P09 is hardened. 17,277 non-filler cells, 3,262 flops, 600 × 600 µm die, 40 MHz clock, 2.94 ns of setup slack, zero DRC/LVS/antenna violations. Three iverilog programs (arith, branch, fib(10)) already passed before harden; the testbench still passes after the post-harden gate-level netlist replays them via STA.
The interesting part of this run wasn’t the harden — it was the two harden attempts that came before, both technically successful flows that produced the wrong chip.
Attempt 1: 210 cells
Started the harden with the original RTL. The flow finished cleanly. 25 ns target, 16.5 ns of slack, zero violations. Looked great on paper. Then I checked the cell count.
210 non-filler cells. Out of 92,996 placed components, 87,793
were decap_3 and 4,991 were fill_1. The actual logic was 210
cells. For a CPU with a 32-entry × 32-bit register file (1024
flops by themselves), a 64-word data memory (2048 flops), an ALU,
a branch comparator, and a five-stage FSM, that’s nonsense.

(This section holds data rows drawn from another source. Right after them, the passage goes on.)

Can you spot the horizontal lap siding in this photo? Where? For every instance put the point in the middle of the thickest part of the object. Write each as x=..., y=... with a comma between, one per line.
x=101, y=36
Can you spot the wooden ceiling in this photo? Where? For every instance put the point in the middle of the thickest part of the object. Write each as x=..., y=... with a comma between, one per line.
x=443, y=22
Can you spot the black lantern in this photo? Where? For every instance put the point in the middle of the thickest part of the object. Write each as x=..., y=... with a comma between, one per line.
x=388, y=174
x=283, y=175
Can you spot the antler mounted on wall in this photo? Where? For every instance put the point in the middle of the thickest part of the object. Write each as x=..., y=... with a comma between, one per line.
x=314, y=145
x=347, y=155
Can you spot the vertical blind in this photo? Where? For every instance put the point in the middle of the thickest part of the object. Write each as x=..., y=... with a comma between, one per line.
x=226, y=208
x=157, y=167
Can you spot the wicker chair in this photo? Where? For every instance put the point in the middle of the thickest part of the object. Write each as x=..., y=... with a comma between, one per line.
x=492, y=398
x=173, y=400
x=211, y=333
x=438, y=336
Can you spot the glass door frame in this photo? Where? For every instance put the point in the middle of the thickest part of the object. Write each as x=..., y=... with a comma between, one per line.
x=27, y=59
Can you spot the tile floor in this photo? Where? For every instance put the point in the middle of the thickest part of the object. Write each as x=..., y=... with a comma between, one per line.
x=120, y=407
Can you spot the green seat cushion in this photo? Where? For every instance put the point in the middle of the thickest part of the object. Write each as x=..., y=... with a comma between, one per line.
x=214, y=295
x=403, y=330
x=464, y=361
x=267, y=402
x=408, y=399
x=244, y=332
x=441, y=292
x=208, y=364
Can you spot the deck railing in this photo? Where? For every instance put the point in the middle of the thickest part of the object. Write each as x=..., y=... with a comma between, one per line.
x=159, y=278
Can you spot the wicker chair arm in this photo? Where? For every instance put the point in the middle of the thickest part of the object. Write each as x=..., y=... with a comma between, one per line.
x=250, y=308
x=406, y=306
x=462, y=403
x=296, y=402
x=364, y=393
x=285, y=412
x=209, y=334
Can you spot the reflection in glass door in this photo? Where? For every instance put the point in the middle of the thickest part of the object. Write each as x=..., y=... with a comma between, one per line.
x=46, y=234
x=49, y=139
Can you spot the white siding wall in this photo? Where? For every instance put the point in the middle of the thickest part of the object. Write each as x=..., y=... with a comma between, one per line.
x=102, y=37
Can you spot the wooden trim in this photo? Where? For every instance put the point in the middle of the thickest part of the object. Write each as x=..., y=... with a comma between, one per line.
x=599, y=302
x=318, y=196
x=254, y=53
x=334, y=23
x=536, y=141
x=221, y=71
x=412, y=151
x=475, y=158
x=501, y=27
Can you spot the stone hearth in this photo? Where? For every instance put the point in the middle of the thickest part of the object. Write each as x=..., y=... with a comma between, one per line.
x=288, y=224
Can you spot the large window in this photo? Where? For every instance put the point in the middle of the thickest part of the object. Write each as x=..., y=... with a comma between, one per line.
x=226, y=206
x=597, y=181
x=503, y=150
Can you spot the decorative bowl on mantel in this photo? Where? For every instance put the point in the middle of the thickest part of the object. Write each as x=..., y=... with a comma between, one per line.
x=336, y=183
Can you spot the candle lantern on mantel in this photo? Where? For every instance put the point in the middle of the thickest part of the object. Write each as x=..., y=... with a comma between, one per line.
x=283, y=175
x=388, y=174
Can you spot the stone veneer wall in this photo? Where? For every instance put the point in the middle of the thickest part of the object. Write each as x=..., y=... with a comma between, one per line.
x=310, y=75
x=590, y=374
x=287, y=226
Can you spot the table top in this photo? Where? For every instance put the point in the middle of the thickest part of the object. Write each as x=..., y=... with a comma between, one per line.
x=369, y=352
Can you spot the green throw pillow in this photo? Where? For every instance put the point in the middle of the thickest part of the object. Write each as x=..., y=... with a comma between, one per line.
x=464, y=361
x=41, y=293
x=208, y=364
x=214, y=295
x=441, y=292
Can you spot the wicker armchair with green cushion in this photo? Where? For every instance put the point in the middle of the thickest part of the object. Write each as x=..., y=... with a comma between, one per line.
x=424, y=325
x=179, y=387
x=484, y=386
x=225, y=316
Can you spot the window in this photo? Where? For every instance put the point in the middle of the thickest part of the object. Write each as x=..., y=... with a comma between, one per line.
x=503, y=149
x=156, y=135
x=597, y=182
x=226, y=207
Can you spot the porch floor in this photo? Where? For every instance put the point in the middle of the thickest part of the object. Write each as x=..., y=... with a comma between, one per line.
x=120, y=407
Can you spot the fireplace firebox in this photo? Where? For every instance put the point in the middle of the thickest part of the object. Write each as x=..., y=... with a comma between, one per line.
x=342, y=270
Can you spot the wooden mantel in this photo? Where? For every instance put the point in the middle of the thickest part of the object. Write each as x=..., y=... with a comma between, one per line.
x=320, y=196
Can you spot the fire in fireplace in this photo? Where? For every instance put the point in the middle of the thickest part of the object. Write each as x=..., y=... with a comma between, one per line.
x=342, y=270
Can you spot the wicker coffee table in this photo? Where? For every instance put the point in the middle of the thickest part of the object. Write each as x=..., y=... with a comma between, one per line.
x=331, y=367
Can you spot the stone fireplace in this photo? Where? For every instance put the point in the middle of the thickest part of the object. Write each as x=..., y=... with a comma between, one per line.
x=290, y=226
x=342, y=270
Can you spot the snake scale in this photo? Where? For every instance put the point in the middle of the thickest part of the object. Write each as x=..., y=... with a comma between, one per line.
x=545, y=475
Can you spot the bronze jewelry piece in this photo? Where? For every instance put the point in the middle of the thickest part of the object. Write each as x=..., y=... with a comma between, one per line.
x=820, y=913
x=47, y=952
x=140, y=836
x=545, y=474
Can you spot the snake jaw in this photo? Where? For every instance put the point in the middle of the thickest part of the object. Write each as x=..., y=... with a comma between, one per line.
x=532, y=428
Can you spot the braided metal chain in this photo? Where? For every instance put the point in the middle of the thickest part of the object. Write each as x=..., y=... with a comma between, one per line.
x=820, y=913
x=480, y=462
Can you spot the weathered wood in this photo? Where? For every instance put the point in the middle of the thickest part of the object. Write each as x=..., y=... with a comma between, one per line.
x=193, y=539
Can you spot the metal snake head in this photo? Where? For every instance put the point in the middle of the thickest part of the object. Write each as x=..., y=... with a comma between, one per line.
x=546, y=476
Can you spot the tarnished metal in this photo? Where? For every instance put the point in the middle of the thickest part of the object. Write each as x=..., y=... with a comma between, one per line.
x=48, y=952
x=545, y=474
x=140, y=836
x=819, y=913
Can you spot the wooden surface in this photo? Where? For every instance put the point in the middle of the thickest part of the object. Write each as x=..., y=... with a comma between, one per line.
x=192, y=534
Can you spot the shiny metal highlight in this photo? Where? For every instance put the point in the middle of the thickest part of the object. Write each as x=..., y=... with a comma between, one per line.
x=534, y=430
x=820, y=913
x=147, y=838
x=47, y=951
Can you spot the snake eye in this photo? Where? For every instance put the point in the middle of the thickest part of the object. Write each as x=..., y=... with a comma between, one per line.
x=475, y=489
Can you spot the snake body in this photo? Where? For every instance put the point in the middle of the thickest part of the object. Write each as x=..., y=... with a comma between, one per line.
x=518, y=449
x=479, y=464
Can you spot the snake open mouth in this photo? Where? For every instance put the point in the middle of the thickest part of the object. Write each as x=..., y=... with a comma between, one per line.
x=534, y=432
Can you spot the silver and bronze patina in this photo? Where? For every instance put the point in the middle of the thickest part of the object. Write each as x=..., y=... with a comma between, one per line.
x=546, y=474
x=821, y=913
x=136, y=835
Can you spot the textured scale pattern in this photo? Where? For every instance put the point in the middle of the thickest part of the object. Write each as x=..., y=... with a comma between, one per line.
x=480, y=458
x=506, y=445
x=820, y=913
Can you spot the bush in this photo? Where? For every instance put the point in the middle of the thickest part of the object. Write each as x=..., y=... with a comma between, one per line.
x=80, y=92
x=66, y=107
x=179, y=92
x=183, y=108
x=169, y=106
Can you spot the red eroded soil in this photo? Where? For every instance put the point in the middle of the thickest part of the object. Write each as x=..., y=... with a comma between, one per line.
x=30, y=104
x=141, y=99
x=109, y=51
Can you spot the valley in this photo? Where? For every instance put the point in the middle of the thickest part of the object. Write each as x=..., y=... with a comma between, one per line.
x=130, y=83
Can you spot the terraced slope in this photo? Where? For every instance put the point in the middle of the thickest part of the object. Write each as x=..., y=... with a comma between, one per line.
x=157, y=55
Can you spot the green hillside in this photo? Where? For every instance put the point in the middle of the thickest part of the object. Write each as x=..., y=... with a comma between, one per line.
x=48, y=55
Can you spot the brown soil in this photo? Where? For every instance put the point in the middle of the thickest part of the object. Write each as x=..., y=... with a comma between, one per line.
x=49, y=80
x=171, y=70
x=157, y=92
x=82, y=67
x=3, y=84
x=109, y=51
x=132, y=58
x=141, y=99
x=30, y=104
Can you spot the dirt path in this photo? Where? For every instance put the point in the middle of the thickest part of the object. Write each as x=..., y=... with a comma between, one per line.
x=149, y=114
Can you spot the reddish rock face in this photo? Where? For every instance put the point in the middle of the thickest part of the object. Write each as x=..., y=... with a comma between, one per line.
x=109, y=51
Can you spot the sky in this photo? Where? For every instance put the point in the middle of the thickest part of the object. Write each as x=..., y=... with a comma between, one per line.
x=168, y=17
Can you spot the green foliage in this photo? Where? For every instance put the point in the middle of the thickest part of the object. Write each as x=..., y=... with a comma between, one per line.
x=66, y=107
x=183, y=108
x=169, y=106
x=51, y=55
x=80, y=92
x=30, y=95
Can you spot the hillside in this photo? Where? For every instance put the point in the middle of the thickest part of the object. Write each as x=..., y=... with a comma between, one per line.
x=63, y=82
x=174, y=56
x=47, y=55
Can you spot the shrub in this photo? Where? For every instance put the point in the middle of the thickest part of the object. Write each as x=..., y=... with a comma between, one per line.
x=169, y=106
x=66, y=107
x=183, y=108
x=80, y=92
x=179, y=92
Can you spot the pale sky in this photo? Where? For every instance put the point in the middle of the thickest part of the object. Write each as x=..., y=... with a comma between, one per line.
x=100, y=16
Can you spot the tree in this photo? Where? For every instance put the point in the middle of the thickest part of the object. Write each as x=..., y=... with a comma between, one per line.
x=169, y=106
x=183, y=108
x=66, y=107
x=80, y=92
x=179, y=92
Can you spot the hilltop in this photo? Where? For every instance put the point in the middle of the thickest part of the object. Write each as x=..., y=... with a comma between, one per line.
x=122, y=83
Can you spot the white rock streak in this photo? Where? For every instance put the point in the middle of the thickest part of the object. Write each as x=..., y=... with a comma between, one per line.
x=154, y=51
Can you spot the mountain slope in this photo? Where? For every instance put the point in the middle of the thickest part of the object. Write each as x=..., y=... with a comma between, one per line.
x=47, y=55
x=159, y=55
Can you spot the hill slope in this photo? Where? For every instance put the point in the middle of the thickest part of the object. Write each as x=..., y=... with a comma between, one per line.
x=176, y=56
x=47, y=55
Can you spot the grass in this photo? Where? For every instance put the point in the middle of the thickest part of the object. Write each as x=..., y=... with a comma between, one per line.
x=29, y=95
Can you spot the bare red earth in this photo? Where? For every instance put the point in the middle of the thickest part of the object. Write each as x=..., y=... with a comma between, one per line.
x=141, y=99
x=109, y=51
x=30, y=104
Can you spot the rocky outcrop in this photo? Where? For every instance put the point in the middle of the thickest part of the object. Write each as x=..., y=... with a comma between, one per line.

Yosys had reasoned about the design correctly: the only top-level
outputs were pc_out and halted. The PC walks autonomously and
nothing else feeds it. halted follows the FSM state. The
register file and the data memory are unobservable from outside
the chip — every write goes back into the same flops, no
external port reads them. So yosys, behaving exactly as a smart
synth tool should, proved the regfile and dmem were dead state
and threw them away. The chip that came out the other end was
the FSM and the PC and a halt detector. About 37 of the 210 cells
were even flops.
This is dead-code elimination at the design level, and it’s correct. The lesson is that what the chip can do and what the chip can prove it does are not the same thing. Simulation testbenches read regs[] directly via SystemVerilog hierarchy references, so they observed the correct behavior. The synth tool can’t do that — it can only observe the outputs.
Attempt 2: still 210 cells
Added two new ports — dbg_reg_out (mux from any regfile entry to
a chip pin) and dmem_out (dmem[0] to a chip pin). Re-ran the
harden expecting the regfile and dmem to materialize.
Cell count: still 210.
The default PROG baked into the parameter was jal x0, 0 — a
one-instruction infinite loop. After rst_n deasserts, the CPU
fetches jal x0, 0, decodes it, executes a branch back to PC=0,
and never writes a register. Yosys still proves the regfile stays
at zero forever, so dbg_reg_out is constant zero, so the regfile
is still dead. Same story for dmem.
Attempt 3: real default PROG
Replaced the placeholder jal x0, 0 with an actual Fibonacci(10)
program (13 instructions, ending in a halt). Now yosys sees that
the regfile gets written from non-zero ALU outputs and the dmem
gets a sw to address 0, so both have observable downstream
effects through the new debug ports. Re-ran the harden.
17,277 non-filler cells. 3,262 flops. The regfile and dmem are visible in the layout as dense flop arrays. The chip works.
What this is really about
The default PROG parameter is not just a convenience for
testbench authors — it’s the contract the synth tool sees about
what the chip might do. If your default boot program is
“infinite loop forever,” you’ve signed a contract that says “this
chip’s logic is welcome to be optimized down to a halt detector.”
For an educational CPU where you want to be able to point at a
real regfile in the layout, the default has to actually exercise
the regfile.
(In a production chip with external memory, this would never come up, because you’d have an instruction-fetch port wired to a chip pin, and the contract would be “the program is whatever is on the bus.”)
I added a comment to the parameter declaration explaining all of this, so the next person to read this file (probably future me) doesn’t spend three harden cycles wondering where the regfile went.
Tooling: the asset pipeline survived a 240 MB shapes.json
While debugging the empty chip, I discovered the layout asset pipeline doesn’t gracefully handle designs with 1.2M shapes (P09 flattened with substrate layers included produces a 240 MB shapes.json that Astro happily ships at runtime — not OK). Added two small things:
- An
EXTRA_SKIP_LAYERSenv var onbuild_layout_assets.shto drop noisy substrate layers (poly/nwell/diff/licon/mcon/via1/via2) from both the 2D shapes.json and the 3D layout.glb. For chip- scale viewing those layers are just texture; the metal stack carries the routing story. - A
SKIP_GLB=1escape hatch for designs where the 3D extrusion OOMs. P09 with substrate dropped extrudes fine; the safety valve is for whatever the next big design ends up being.
P09’s final assets: shapes.json drops from 240 MB to ~95 MB with just substrate layers off; layout.glb fits in well under a megabyte after meshopt compression.